Comparison of subgroups assigned to medical regimens used to suppress cardiac ischemia (the Asymptomatic Cardiac Ischemia Pilot [ACIP] study)
Randomized Controlled Trials as Topic
This report focuses on the subset of 235 patients from the Asymptomatic Cardiac Ischemia Pilot (ACIP) study receiving randomly assigned medical therapy to treat angina and suppress ischemia detected on ambulatory electrocardiography: 121 patients received the sequence of atenolol and nifedipine, and 114 diltiazem and isosorbide dinitrate.
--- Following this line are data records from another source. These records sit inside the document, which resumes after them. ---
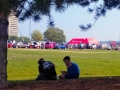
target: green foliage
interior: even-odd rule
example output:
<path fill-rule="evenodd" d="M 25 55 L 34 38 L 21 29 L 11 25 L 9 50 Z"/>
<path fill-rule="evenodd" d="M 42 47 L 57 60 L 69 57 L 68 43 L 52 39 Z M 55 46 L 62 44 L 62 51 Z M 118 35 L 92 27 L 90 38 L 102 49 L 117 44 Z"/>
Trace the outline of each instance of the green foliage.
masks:
<path fill-rule="evenodd" d="M 39 30 L 34 30 L 31 37 L 34 41 L 42 41 L 42 33 Z"/>
<path fill-rule="evenodd" d="M 8 40 L 9 41 L 13 41 L 13 40 L 18 41 L 19 39 L 17 36 L 8 36 Z"/>
<path fill-rule="evenodd" d="M 57 43 L 63 43 L 66 41 L 64 31 L 59 28 L 48 28 L 44 32 L 44 38 L 50 41 L 55 41 Z"/>
<path fill-rule="evenodd" d="M 19 41 L 25 41 L 25 42 L 30 42 L 30 39 L 26 36 L 23 36 L 23 37 L 19 37 Z"/>
<path fill-rule="evenodd" d="M 8 80 L 35 80 L 39 58 L 55 64 L 57 74 L 66 70 L 63 57 L 69 55 L 81 70 L 80 77 L 120 76 L 120 52 L 112 50 L 8 50 Z"/>

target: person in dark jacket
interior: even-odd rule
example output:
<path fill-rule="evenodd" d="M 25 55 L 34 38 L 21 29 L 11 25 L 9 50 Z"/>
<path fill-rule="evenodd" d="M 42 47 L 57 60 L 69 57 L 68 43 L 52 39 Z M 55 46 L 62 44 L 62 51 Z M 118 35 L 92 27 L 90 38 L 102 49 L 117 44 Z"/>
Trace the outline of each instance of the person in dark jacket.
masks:
<path fill-rule="evenodd" d="M 43 58 L 38 60 L 39 75 L 36 80 L 56 80 L 57 73 L 55 65 L 50 61 L 45 61 Z"/>

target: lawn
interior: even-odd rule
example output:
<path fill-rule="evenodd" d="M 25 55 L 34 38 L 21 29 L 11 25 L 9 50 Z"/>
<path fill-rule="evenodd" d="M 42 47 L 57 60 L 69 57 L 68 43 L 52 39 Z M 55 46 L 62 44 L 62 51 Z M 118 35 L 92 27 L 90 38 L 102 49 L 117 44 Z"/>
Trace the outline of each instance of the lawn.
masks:
<path fill-rule="evenodd" d="M 8 50 L 8 80 L 34 80 L 39 58 L 52 61 L 57 74 L 66 70 L 63 57 L 69 55 L 81 70 L 80 77 L 120 76 L 120 51 L 112 50 Z"/>

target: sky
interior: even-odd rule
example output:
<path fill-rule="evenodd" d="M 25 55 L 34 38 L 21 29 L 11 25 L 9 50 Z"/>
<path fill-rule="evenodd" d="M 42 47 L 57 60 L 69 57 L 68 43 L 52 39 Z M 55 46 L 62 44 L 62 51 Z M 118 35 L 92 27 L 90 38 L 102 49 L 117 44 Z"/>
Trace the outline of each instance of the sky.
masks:
<path fill-rule="evenodd" d="M 52 10 L 52 17 L 55 21 L 55 27 L 64 30 L 66 41 L 72 38 L 96 38 L 98 41 L 119 40 L 120 39 L 120 11 L 114 9 L 108 11 L 105 17 L 100 17 L 96 24 L 86 32 L 81 31 L 79 25 L 87 25 L 94 22 L 94 13 L 89 14 L 87 8 L 72 6 L 63 13 Z M 29 37 L 29 28 L 31 32 L 40 30 L 45 32 L 47 27 L 47 17 L 43 17 L 40 22 L 30 20 L 19 22 L 19 30 L 22 36 Z M 19 36 L 21 35 L 19 33 Z"/>

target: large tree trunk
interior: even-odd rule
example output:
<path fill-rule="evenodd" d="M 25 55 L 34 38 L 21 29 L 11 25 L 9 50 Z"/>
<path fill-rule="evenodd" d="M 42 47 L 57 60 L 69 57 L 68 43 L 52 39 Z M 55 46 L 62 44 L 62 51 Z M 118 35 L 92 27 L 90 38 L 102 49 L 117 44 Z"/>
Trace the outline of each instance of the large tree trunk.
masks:
<path fill-rule="evenodd" d="M 0 88 L 7 86 L 8 20 L 0 17 Z"/>

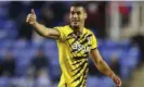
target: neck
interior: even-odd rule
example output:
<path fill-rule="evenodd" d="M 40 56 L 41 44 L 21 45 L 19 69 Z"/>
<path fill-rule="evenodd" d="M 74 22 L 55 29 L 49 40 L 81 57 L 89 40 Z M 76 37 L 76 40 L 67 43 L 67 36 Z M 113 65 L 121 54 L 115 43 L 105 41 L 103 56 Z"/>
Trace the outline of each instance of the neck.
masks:
<path fill-rule="evenodd" d="M 70 26 L 70 27 L 76 33 L 80 33 L 80 34 L 83 33 L 83 25 L 82 26 Z"/>

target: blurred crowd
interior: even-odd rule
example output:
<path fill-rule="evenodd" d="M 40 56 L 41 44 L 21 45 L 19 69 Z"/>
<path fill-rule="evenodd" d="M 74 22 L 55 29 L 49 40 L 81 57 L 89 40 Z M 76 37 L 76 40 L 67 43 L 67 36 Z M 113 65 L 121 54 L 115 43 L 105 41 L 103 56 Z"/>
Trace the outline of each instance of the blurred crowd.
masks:
<path fill-rule="evenodd" d="M 0 87 L 56 87 L 61 76 L 58 51 L 53 39 L 43 38 L 26 24 L 34 9 L 38 22 L 47 27 L 68 24 L 71 1 L 0 2 Z M 138 67 L 143 45 L 139 36 L 129 40 L 107 39 L 105 9 L 108 2 L 83 1 L 88 12 L 86 26 L 96 36 L 102 57 L 122 79 Z M 139 48 L 138 48 L 139 46 Z M 142 50 L 141 50 L 142 49 Z M 90 60 L 88 87 L 114 87 Z"/>

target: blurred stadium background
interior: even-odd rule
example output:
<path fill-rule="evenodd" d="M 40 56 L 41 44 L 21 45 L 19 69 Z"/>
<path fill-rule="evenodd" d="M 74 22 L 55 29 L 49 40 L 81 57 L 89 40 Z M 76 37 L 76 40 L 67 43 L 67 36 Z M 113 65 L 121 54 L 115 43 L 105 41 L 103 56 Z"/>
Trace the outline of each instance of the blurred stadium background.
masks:
<path fill-rule="evenodd" d="M 61 69 L 55 40 L 37 35 L 26 15 L 35 9 L 48 27 L 68 23 L 73 1 L 0 1 L 0 87 L 57 87 Z M 86 26 L 122 87 L 144 87 L 144 5 L 132 1 L 83 1 Z M 88 87 L 115 87 L 90 60 Z"/>

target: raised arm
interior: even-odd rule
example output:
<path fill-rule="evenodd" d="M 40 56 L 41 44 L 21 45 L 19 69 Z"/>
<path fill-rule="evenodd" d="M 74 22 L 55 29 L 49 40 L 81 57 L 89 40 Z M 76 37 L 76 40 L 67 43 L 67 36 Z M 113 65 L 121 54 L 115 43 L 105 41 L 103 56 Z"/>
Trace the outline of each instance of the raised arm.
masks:
<path fill-rule="evenodd" d="M 40 36 L 54 39 L 57 39 L 60 37 L 60 32 L 57 29 L 48 28 L 44 25 L 37 22 L 37 16 L 35 14 L 34 9 L 31 9 L 31 13 L 27 15 L 26 22 L 30 24 Z"/>
<path fill-rule="evenodd" d="M 115 73 L 109 69 L 109 66 L 106 64 L 106 62 L 102 59 L 100 52 L 97 49 L 93 49 L 90 52 L 91 58 L 95 64 L 95 66 L 99 69 L 100 72 L 105 74 L 106 76 L 113 78 L 114 83 L 117 85 L 117 87 L 121 86 L 121 80 L 119 77 L 115 75 Z"/>

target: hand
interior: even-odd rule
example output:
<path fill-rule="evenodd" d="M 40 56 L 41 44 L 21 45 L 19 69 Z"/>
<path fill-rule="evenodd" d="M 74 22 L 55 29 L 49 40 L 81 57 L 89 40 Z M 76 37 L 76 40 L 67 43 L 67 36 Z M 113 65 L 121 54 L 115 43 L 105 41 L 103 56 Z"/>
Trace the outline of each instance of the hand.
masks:
<path fill-rule="evenodd" d="M 35 14 L 35 11 L 34 11 L 34 9 L 31 9 L 31 13 L 29 13 L 28 15 L 27 15 L 27 18 L 26 18 L 26 22 L 28 23 L 28 24 L 30 24 L 30 25 L 34 25 L 35 23 L 36 23 L 36 14 Z"/>
<path fill-rule="evenodd" d="M 116 84 L 116 87 L 121 86 L 121 79 L 118 76 L 113 76 L 113 80 Z"/>

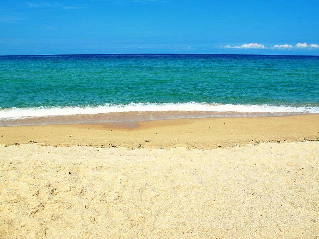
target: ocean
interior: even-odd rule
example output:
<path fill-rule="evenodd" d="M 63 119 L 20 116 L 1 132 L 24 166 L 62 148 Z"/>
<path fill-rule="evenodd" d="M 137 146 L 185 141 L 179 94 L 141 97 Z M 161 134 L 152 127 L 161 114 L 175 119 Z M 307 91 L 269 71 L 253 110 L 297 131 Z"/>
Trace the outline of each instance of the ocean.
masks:
<path fill-rule="evenodd" d="M 117 112 L 156 119 L 318 113 L 319 56 L 0 56 L 0 86 L 3 126 L 96 114 L 108 122 Z"/>

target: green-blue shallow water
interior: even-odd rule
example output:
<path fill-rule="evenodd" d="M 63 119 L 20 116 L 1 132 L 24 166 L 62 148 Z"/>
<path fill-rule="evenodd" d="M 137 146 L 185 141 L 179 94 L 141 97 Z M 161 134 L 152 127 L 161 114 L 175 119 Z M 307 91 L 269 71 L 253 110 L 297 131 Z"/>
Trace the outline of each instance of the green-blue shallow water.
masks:
<path fill-rule="evenodd" d="M 3 56 L 0 84 L 0 118 L 179 109 L 319 112 L 316 56 Z"/>

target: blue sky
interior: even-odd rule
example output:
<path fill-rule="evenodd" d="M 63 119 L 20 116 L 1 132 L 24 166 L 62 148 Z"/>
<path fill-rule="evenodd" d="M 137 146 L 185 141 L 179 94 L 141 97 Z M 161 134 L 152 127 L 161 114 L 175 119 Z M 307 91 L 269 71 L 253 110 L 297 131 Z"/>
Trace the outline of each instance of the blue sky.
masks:
<path fill-rule="evenodd" d="M 0 55 L 319 55 L 319 1 L 0 0 Z"/>

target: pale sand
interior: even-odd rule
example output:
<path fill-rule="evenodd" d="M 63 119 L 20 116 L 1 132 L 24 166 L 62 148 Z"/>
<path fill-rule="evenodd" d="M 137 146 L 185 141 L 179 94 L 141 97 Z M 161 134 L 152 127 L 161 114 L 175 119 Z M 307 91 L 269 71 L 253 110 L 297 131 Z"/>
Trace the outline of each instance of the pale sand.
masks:
<path fill-rule="evenodd" d="M 0 128 L 0 238 L 319 238 L 318 116 Z"/>

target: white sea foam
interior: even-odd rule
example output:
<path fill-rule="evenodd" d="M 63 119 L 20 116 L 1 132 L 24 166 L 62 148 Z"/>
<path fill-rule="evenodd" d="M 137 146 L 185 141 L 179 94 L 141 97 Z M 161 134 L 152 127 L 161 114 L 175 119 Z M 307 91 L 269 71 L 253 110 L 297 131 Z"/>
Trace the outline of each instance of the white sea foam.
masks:
<path fill-rule="evenodd" d="M 208 112 L 291 112 L 319 113 L 319 107 L 297 107 L 286 106 L 272 106 L 266 105 L 243 105 L 198 103 L 138 103 L 128 105 L 107 104 L 97 106 L 65 106 L 63 107 L 11 108 L 0 109 L 0 118 L 98 114 L 111 112 L 168 111 Z"/>

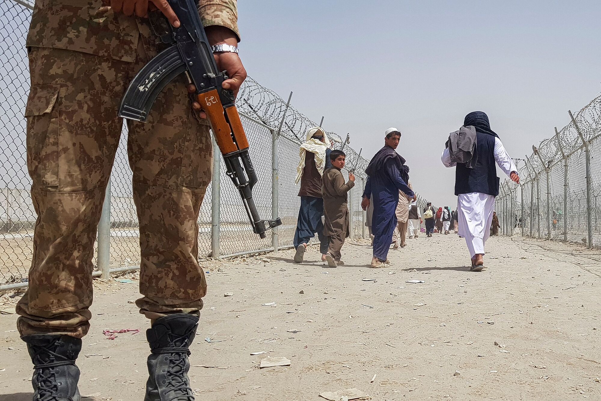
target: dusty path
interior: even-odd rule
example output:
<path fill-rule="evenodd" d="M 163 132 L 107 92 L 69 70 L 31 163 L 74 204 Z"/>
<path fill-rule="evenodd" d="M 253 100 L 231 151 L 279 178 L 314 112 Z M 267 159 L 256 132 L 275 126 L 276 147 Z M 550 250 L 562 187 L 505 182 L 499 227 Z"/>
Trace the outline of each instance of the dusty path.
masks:
<path fill-rule="evenodd" d="M 601 400 L 598 251 L 495 238 L 488 269 L 471 273 L 456 235 L 408 242 L 383 270 L 366 267 L 364 244 L 343 249 L 336 269 L 311 262 L 315 247 L 300 265 L 288 250 L 207 266 L 191 359 L 197 399 L 318 400 L 354 387 L 374 400 Z M 127 303 L 136 284 L 96 288 L 78 364 L 82 393 L 97 401 L 144 398 L 147 323 Z M 0 401 L 31 399 L 16 319 L 0 315 Z M 105 328 L 142 331 L 110 340 Z M 260 351 L 269 352 L 250 355 Z M 267 356 L 291 365 L 260 369 Z"/>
After 12 weeks of therapy, the primary end point (absence of ambulatory electrocardiographic (ECG) ischemia and no clinical events) was reached in 47% of atenolol/nifedipine- versus 31% of diltiazem/isosorbide dinitrate-treated patients (adjusted p = 0.03). A trend to increased exercise time to ST depression was seen in the atenolol and nifedipine versus diltiazem and isosorbide dinitrate regimens (median treadmill duration 5.8 vs 4.8 minutes; p = 0.04). However, when adjusted for baseline imbalances in ambulatory ECG ischemia, the 2 medical combinations were similar in suppression of ambulatory ECG ischemia. In both medication regimens, an association between mean heart rate and ischemia on ambulatory electrocardiography after 12 weeks of treatment was observed so that patients on either regimen with a mean heart rate > 80 beats/min had ischemia detectable almost twice as often as those with a mean heart rate < 70 beats/min (p < 0.001).